Robert handed her a laptop—ruggedized, military grade. "Try it."

Sarah inserted the card. The prompt appeared. *Enter Password.*

She typed: *11141988*.

*Access Denied.*

She frowned. She tried Julian's death date. *11141990.*

*Access Denied.*

"Think, Sarah," Robert said. "What was the one thing he cared about more than the guilt? More than the fear?"

Sarah closed her eyes. She thought of the photos in the shadow house. Her father smiling. Not at the camera. At the children.

She thought of the inscription on the locket. *My Whole World.*

She typed: *MYWHOLEWORLD*.

*Access Granted.*

The folder opened.

It wasn't just documents. It was a video file.

*Last_Testament.mp4.*

Sarah clicked play.

Her father's face filled the screen. He looked sick. Tired. But his eyes were clear.

"Sarah," he said, his voice thin. "If you're watching this, I failed. But you... you never fail."

He held up a piece of paper. A birth certificate.

*Name: Caleb Vance.*

"This is the boy," he said. "The one she sold. But he's not just her son. He's the Senator's son."

He leaned into the camera.

"And he's the only one who can inherit the Senator's trust. The real trust. The one Elena has been trying to crack for thirty years."

Sarah paused the video.

"Caleb," she whispered. "He's not just evidence. He's the heir."

"To the Hawthorne estate?" Maya asked from the doorway.

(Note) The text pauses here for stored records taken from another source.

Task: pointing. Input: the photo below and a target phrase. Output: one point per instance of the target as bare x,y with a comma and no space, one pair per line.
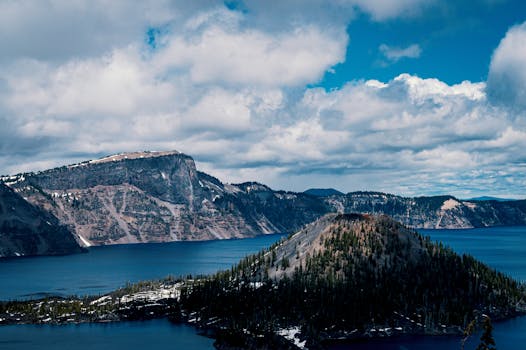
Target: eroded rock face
28,230
444,212
160,197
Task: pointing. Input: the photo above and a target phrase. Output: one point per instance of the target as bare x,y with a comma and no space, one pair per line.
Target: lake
106,268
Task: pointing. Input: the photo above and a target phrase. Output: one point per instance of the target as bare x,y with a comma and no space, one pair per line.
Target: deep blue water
155,334
109,267
503,248
105,268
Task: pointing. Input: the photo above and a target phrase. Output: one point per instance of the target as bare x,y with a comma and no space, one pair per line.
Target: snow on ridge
85,241
132,155
449,204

"No," Sarah said. "To a dynasty."

She looked at Robert. "We need to get Caleb. He's still on the island."

"He's not on the island," Robert said, his face darkening. "I got a message from the burner phone I left him. Just before you got here."

"What did it say?"

"One word," Robert said. "*Run.*"

"Elena found him," Sarah said, standing up.

"Worse," Robert said. "Argus found him. And they're not taking him to the police. They're taking him to the Senator."